The spectacular cratering of the Shanghai stock market, which lost nearly 40 percent of its value in just 10 weeks, is a sign of a much bigger problem.

It is always amazing how the stock market pulls big surprises over those who should know better. The momentous rise in share prices in the Shanghai stock exchange from mid-2014 to the middle of this year, when the bourse’s composite index shot up by 150 percent, should have been a strong indication of what Alan Greenspan labeled “irrational exuberance,” of an impending collapse in stock prices owing to their severe deviation from the real value of assets being traded.

But, like Greenspan during the 2008 Wall Street crisis, neither the Chinese investors, nor foreign investors, nor the Chinese government seemed prepared when the market began to crater mid-June and the Shanghai composite index plunged by 40 percent in a few weeks’ time, triggering a global collapse of stock prices, forcing Beijing to intervene and buy up market shares, and when that failed, prompting it to devalue the yuan.

The Beijing stock market collapse marks the deepening of the third stage of the contemporary crisis of global capitalism. The first phase was the Wall Street financial bust in 2008. The second was the European sovereign debt crisis, which dovetailed into the Wall Street rout the following year. Massive stimulus programs, such as China’s US$585 billion package in 2009, enabled the so-called big emerging economies or BRICS (the acronym for Brazil, Russia, India, China, and South Africa) to stave off the depressive effects of the US and European recessions following the financial bust, leading analysts such as Nobel Prize laureate Michael Spence to think that they would replace the traditional economic hegemons as the new drivers of the world economy and herald a new wave of global growth.

But this optimism proved short-lived with the onset of the third phase of the global crisis as growth began to slow down in the BRICS beginning around 2012.

Struggle over economic strategy

When then President Hu Jintao and Prime Minister Wen Jiabao launched China’s massive stimulus program – at US$585 billion, the biggest in the world in relation to the size of the economy – their aim went beyond providing a temporary relief while awaiting the recovery of the country’s main export markets in the United States and Europe. The stimulus was intended to be the cutting edge of an ambitious drive to make domestic consumption instead of export production the center of gravity of the economy.

Shifting to stimulating domestic consumption made economic sense, not only because export markets were volatile but also because owing to overinvestment there was much unused capacity in the economy. Also, the stimulus made sense from an equity point of view since it would place more purchasing power in the hands of the vast majority of peasants and workers, who had been disadvantaged by the priority given to export-oriented industry and profits. Also, China’s leadership was becoming very sensitive to criticism about the massive trade surpluses the country was running with its export-led rapid growth strategy, with external voices demanding “rebalancing,” that is, that the country consume more imports from its main trading partners.

The problem was that the shift was not just a case of changing macroeconomic priorities; it would also entail transforming the composition of winners and losers.

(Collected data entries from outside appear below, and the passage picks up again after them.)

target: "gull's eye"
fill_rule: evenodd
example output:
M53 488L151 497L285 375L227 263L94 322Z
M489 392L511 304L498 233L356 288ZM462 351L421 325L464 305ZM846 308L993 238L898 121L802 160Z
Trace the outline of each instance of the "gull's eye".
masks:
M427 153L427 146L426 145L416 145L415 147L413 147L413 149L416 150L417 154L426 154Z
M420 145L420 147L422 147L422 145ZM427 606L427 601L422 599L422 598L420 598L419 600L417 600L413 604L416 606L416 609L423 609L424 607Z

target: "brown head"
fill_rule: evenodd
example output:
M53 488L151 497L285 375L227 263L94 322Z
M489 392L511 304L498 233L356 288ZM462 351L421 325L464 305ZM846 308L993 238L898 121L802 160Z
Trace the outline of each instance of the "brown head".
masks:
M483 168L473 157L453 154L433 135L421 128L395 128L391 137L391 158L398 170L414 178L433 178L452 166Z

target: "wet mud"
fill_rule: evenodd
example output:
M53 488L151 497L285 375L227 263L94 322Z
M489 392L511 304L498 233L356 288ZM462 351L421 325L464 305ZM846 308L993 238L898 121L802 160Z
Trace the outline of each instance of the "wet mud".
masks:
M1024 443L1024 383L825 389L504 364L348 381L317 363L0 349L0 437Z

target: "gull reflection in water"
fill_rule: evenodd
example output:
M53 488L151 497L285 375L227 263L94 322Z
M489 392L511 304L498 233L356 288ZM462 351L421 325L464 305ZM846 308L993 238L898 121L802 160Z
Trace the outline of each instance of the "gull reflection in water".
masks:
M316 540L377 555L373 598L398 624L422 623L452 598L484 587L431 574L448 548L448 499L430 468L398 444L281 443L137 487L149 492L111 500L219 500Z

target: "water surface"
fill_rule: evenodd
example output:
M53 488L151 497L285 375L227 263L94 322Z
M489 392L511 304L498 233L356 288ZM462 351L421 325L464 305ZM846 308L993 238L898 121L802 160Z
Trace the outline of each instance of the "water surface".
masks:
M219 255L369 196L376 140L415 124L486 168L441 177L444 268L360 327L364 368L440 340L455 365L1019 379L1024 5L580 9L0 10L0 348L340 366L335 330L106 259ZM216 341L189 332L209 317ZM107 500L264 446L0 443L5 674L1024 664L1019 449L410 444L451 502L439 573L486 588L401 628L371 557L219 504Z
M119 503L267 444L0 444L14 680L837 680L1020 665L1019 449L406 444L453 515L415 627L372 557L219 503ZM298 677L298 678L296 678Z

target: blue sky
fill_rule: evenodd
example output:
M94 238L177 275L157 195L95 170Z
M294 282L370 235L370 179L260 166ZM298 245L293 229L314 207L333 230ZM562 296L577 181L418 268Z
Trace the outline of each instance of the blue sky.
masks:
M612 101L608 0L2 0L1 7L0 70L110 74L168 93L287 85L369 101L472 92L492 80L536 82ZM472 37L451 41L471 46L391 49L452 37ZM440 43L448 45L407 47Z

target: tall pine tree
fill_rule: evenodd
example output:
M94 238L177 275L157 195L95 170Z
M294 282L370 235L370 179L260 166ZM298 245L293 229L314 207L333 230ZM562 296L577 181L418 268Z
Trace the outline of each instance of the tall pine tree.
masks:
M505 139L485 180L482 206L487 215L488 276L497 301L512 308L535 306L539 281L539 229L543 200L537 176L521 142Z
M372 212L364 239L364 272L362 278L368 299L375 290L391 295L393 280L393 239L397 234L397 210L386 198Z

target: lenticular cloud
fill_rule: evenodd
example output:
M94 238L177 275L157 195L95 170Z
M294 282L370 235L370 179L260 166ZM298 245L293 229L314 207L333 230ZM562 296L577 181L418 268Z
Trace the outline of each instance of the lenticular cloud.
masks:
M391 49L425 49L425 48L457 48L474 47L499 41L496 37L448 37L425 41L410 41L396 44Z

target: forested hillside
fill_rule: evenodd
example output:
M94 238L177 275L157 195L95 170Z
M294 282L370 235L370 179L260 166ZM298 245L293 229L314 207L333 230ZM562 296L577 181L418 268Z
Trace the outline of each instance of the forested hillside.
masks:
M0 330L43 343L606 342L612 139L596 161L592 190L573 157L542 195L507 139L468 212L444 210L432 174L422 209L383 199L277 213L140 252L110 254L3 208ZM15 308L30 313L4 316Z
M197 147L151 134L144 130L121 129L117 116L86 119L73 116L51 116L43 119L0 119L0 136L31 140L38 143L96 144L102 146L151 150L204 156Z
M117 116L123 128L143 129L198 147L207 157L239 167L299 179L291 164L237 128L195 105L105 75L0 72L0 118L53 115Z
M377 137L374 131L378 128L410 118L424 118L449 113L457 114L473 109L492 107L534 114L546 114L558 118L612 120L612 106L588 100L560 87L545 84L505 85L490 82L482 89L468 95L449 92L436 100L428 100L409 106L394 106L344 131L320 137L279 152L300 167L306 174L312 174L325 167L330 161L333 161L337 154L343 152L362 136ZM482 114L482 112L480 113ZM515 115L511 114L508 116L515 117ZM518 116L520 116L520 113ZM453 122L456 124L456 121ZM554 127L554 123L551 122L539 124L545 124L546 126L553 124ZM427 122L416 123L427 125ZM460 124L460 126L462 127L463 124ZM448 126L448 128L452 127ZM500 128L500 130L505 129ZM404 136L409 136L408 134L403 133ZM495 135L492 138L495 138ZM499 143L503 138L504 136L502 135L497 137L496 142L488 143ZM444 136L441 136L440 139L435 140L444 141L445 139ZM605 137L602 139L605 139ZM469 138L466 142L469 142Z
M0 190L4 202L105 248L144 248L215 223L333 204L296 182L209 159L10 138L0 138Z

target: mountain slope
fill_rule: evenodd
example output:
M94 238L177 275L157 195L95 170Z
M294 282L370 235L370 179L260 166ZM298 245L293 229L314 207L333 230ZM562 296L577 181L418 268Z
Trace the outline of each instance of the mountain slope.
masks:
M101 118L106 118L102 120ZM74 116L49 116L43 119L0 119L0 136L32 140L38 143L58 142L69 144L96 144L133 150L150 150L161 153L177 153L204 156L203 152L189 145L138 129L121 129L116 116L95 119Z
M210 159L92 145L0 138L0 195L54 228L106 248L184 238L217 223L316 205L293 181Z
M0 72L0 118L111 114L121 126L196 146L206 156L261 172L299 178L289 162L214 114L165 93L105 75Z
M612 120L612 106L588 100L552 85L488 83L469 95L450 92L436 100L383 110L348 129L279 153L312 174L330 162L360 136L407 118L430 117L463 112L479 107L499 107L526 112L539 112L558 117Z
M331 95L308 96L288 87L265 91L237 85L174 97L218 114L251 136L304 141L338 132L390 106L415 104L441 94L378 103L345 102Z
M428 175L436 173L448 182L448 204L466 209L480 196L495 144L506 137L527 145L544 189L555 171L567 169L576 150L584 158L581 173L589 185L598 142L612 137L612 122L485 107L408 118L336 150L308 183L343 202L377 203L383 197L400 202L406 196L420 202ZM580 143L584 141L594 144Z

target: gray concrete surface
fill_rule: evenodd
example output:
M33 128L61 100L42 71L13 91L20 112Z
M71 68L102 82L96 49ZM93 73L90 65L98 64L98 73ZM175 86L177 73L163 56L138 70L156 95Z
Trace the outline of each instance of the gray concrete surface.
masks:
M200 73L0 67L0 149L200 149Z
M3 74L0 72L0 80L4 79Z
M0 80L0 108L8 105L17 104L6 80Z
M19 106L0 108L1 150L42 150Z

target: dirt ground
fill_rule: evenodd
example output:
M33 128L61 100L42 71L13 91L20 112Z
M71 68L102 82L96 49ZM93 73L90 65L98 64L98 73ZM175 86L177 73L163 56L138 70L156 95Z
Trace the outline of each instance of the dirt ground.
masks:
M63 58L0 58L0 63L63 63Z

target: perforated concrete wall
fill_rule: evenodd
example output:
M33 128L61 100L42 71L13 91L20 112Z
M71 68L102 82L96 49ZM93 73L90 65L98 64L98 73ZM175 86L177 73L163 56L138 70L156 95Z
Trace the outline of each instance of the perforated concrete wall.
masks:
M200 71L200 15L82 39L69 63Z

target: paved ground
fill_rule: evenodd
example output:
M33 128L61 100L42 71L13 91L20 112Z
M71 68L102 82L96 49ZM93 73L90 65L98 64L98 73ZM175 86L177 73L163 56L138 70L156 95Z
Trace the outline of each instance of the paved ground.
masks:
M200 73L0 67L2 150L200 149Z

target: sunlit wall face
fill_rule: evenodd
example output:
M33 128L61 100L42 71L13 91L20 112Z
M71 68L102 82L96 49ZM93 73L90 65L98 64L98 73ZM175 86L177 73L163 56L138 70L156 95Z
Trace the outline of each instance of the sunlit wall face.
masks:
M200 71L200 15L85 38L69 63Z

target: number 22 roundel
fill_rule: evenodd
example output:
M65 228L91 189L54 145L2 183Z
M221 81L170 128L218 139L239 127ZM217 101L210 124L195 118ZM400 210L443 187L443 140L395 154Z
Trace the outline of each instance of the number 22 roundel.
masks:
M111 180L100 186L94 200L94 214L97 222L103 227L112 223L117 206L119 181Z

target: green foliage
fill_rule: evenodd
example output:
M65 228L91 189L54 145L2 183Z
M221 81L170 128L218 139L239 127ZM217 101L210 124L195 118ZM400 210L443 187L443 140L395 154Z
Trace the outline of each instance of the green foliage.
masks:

The political economy of export-oriented rapid growth had created a set of political and economic interests that converged and congealed over the last 30 years. These included government planning bodies like the National Development Reform Commission and the Ministry of Finance, both of which had fathered the strategy of export-led industrialization; export-oriented state and private enterprises; local government and Communist Party bodies in the coastal provinces; and state-owned construction firms that built the infrastructure that undergirded the economic strategy. These elites were well entrenched in the leadership of the Communist Party. Though foreign investors were not represented in the party, their interests were well served by policies that favored their interests over those of local privately owned small and medium enterprises.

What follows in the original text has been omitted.